Magical Cruise Company was in a net current liability position at year-end, partly because of $708.1 million owed to group undertakings after cash was required elsewhere in the business for Disney Destiny and Disney Adventure. Directors adopted the going-concern basis after receiving a letter of support from a fellow group company, and the report said the balance reduced substantially after the fiscal year ended.
A separate $621.3 million loan balance owed by DCL Island Development was settled in September 2025 through the issuance of shares to Magical Cruise Company. During the year, Magical Cruise Company also issued 1.235 billion ordinary shares to Wedco EMEA Ventures Limited in exchange for cash.
Fleet growth shifted into fiscal 2026
During fiscal 2025, Magical Cruise Company operated six ships serving ports in North America, Europe and the South Pacific. The fleet ranged from the 85,000-ton Disney Magic and Disney Wonder, each with 875 staterooms, to the 140,000-ton Disney Wish and Disney Treasure, each with 1,250 staterooms.
Disney Treasure began its maiden voyage on Dec. 21, 2024, sailing Eastern and Western Caribbean itineraries from Port Canaveral.
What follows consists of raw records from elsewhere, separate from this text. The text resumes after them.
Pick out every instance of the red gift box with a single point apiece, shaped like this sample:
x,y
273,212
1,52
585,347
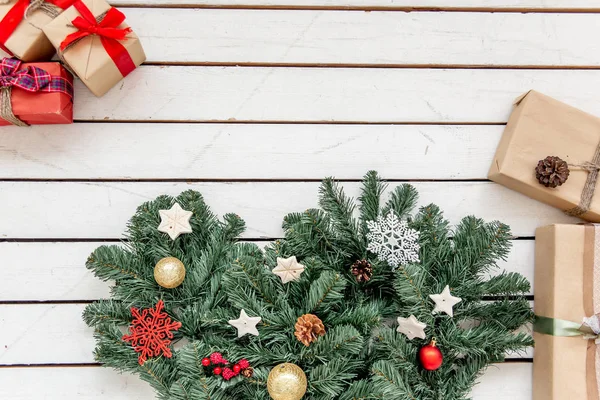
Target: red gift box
x,y
50,102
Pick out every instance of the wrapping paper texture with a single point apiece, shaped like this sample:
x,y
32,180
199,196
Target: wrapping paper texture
x,y
562,289
88,58
43,108
541,126
28,42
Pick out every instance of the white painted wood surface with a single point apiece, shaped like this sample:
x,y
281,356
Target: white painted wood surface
x,y
194,93
382,70
386,38
103,151
585,5
95,383
100,210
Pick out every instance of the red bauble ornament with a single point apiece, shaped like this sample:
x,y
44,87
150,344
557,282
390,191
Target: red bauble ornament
x,y
431,357
217,358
Disney Destiny was delivered in October 2025 and began its maiden voyage from Port Everglades on Nov. 20, 2025, followed by Bahamas and Western Caribbean sailings.
The 144,000-gt Disney Destiny carries up to 4,116 guests and 1,606 crew. Disney Adventure, the larger Asia-based addition, is listed at about 200,000 tons and 2,100 staterooms in the annual report; vessel data separately puts the ship at about 208,000 gt with capacity for roughly 6,000 to 6,700 passengers and about 2,300 to 2,500 crew.
Disney Adventure sailed its maiden voyage in March 2026 and is initially operating in Southeast Asia. The report said Disney ships will sail from Singapore’s Marina Bay Cruise Centre for at least five years under a collaboration with the Singapore Tourism Board.
Disney Wonder will not return to Australia and New Zealand after the 2025-26 season ends in February 2026, with the ship instead offering itineraries including Alaska and the Mexican Riviera.
Fuel, carbon pricing and weather exposure remain financial risks
The directors identified fuel prices, regulation, economic conditions, competition, travel disruption, cybersecurity, brand reputation and environmental reporting obligations among the company’s principal risks. Fuel remains a major cost item, and the report said the company uses marine gas oil, liquefied natural gas and hydrotreated vegetable oil, while also exploring fuels including green methanol and biogas.
Magical Cruise Company said it reduces fuel-price exposure through hedging, vendor diversification and supply agreements. Its hedge policy allows a 90% maximum within the financial year, equal to about 35% of total marine gas oil volume, and the company has also entered fixed-price LNG supply arrangements in Florida.
The EU Emissions Trading System has applied to maritime transport since Jan. 1, 2024, covering large passenger and cargo ships of at least 5,000 gt on EU and European Economic Area routes, with allowance surrender requirements phasing in from 40% of 2024 emissions to full coverage for 2026 emissions. The report said Italy is Magical Cruise Company’s administering authority under the EU ETS, primarily because of the concentration of its European operations in Italian ports and destinations.
The company also set out physical climate risks in The Bahamas and Florida, where it relies on island destinations, Port Canaveral, Port Everglades and its Celebration office. The report said Castaway Cay and Lookout Cay recorded zero operational days lost from site damage caused by weather events in fiscal 2023, fiscal 2024 and fiscal 2025.
On emissions, Magical Cruise Company reported Scope 1 and 2 emissions intensity of 88 kilograms of CO2e per passenger cruise day in fiscal 2025, down from 123 kilograms in fiscal 2019. That is a 28% reduction toward its 40% intensity-reduction target by 2030.
The report also discloses a four-ship orderbook, with deliveries beginning in 2027 and running through 2031.